Many media owners still struggle to see the long-term opportunity in front of them.
But I am filled with hope when I hear that some “media owners are building walled gardens,” explicitly to counteract the future absence of third-party cookies, almost two years after we began advocating for it.
However, media owners shouldn’t be rethinking their business models only as a reaction to privacy regulations and browser changes. There is a fundamentally more critical reason for them to reinvent their businesses: the current state of media and its sustainability.
Powerful tactics, such as overcoming the browsers’ limitations, adopting identity resolution and enriching data transparently and securely, will be simple variations of the status quo if the current power dynamics are also maintained. It will slowly kill quality media, and digital advertising with it. Media companies must act decisively because advertisers’ budgets are getting siphoned away and users alienated, all due to the imbalanced and unethical nature of today’s digital ecosystems.
Media owners will not solve their problems by delegating the solution to those with different business models, such as ad tech vendors or even advertisers. But many should be weary of their own ad executives – especially those who contributed to media’s current struggle for survival – and question their ability to somehow steer a boat they pointed in the wrong direction in first place.
In the last decade or so many media owners’ business models and overall commercial visions have been internally taken over by ad executives, some with shallow or no media experience and a cult-like approach that blinds their judgment and narrows their view of the future.
A sustainable future for media cannot be envisioned and executed when there is greater belief in the sale of ad slots than a thriving media product that provides quality experiences to audiences.
In the last 15 years, most media owners’ product has been the ad slot, not media. Those who should have been seen as customers – readers, viewers, listeners and players – have been treated, more often than not, as datapoints and IDs.
Media owners must not only wipe out advertising from their strategies, but also eradicate the “ad exec mentality” from their buildings. Then, starting from a clean slate, they can plug advertising back in, rethought from the ground up and strategically managed.
Media brands cannot afford to have ad executives obsessed with infinite reach and user value extraction holding the monetization keys and being the gatekeepers of the audience relationship. It is bizarre to allocate money and resources to acquiring new subscribers and customers, just to have them hammered with bad practices and ugly experiences by someone in the same building.
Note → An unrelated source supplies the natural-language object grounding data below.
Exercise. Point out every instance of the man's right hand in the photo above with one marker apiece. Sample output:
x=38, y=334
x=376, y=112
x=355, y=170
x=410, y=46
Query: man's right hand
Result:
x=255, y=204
It’s not just limited to the user experience. It is an act of self-harm to have editorial teams producing high-quality content that educates audiences and denounces bad practices in the handling of personal data, while their colleagues on the advertising team are employing the same practices. And the list could be much longer …
Product (media) and the audience must return to being the two sacred pillars that no ad executive can trample on. Media owners must break down the internal silos and involve the different parts of the company, including content producers, in the design and implementation of new business models and monetization strategies. CMOs and marketing teams should be in charge of every single audience touchpoint in the pivoting process from user to customer.
As I said, advertising should eventually be added back into the strategy, but always supervised by those who have the product and audience at the heart of their mission.
Advertising is not what will save media, but media is the backbone of quality advertising environments.
And while media owners’ walled gardens are a promising development, there is also a threat that comes from within: While the objective is to build quality through standards, exclusivity and (relative) “scarcity,” some – often individual media owners – would like to have their own separate key to the garden and even leave the door open, perpetuating the bad practices that almost killed them.
As always, short-termism can offset the pioneering work of a few wise ones who understand that only a radical change can save media.